GIM express TLRs. GIM purity was determined as in Fig. 1 and the cells were double-stained for CD45 and TLRs. All CD45⁺ expressing cells were gated and observed for TLR expression. In each histogram, the data plot on the left indicates the isotype control, and the second plot represents CD45⁺ gated cells that expressed the respective TLR. These data are from one tumor specimen but are representative of at least five tumor tissue samples from human glioma patients.

Figure 3

GIM do not secret innate cytokines. GIM purity was determined as in Fig. 1 and the cells were stained for intracellular cytokines IFN-α, IL-6, TNF-α. In each histogram, the data plot on the left indicates the isotype control, and the second plot represents respective cytokine producing cells. These data are from one tumor specimen but are representative of seven tumor tissue samples from human glioma patients and A375 control cells.

Figure 4

GIM can mediate phagocytosis. Cells were incubated with opsonized fluorescent beads and analyzed using fluorescence microscopy at 20× magnification. A, GIM containing phagocytosed beads. B, Control tumor cell that has fluorescent beads sticking to the surface but not internalized. Cells were analyzed through a z-stack to determine whether the beads were internalized or merely on the surface.

Figure 5

GIM can mediate non-MHC-restricted tumor cytotoxicity. GIM, peripheral blood mononuclear cells, and normal (5 × 10⁶, 1 × 10⁶, or 5 × 10⁵) microglia were each incubated as an effector population with 1 × 10⁵ carboxy-fluorescein diacetate succinimidyl ester-labeled U-87 target cells, for an effector-to-target ratio of 50:1, 10:1, or 5:1, respectively. Propidium iodide was added after 24 hours incubation, and cells were analyzed by flow cytometry. Cells were first gated only on the carboxy-fluorescein diacetate succinimidyl ester⁺ target population (excluding all other cells in the assay), and the propidium iodide expression on these cells was determined.

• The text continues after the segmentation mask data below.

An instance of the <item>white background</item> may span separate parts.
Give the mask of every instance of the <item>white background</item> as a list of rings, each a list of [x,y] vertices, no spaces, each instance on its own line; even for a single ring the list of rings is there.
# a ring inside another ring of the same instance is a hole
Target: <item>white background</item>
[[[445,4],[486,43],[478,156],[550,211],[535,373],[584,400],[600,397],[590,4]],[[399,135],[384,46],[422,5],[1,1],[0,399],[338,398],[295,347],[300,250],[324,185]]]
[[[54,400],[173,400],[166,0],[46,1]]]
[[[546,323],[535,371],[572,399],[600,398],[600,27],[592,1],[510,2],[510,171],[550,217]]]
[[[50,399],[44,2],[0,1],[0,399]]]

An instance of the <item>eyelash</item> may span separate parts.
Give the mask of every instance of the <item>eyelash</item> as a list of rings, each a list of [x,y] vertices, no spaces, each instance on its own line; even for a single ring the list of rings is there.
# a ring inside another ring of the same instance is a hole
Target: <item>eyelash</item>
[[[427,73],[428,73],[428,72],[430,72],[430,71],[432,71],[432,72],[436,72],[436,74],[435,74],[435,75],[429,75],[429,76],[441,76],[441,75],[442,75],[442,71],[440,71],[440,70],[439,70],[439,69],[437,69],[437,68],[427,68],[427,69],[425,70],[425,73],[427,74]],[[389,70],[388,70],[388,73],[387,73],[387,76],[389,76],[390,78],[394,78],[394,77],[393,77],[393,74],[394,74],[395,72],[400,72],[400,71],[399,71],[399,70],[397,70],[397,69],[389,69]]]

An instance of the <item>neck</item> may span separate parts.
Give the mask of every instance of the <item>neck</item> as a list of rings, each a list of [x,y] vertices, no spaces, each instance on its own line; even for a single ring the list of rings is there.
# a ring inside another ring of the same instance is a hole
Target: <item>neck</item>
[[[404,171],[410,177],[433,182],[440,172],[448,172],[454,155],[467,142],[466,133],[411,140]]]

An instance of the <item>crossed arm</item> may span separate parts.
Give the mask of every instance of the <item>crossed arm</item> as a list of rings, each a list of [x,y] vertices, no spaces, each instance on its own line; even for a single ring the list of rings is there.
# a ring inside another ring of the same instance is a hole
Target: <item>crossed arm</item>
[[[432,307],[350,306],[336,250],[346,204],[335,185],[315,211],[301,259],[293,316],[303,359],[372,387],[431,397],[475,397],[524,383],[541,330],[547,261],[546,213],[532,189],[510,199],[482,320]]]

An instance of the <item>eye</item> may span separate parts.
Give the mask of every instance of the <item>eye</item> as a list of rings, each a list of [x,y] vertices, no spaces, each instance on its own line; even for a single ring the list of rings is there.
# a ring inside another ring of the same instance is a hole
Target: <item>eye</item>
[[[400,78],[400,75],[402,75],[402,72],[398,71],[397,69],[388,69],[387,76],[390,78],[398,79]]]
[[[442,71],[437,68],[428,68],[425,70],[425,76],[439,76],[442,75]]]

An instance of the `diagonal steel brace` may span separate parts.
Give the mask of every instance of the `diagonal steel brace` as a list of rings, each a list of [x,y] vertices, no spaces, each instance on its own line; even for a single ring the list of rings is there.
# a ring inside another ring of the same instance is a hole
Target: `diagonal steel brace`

The percentages of cytolytic activity of the effector cells were calculated (Y axis)(dead targets in upper right quadrant/[dead targets in upper right quadrant + live targets in lower right quadrant]) and plotted against each respective effector-to-target ratio (X axis). These data are from one tumor specimen and are representative of experiments from cells isolated from 3 different glioma patients. Bars at each data point represent 95% confidence intervals for each proportion. After 24 hours, GIM were functional in their tumor cytotoxic activity and comparable to PBMCs, however cytotoxic activity of GIM was significantly (*p < 0.0001) lower than that of normal microglia.

Figure 6

GIM cannot initiate Fas-mediated apoptosis. The histogram is depicted similar to that in Fig. 2. GIM were gated on CD45⁺ expression and were analyzed for expression of FasL. These data are from one tumor specimen and are representative of at least 11 tumor tissue samples from human glioma patients.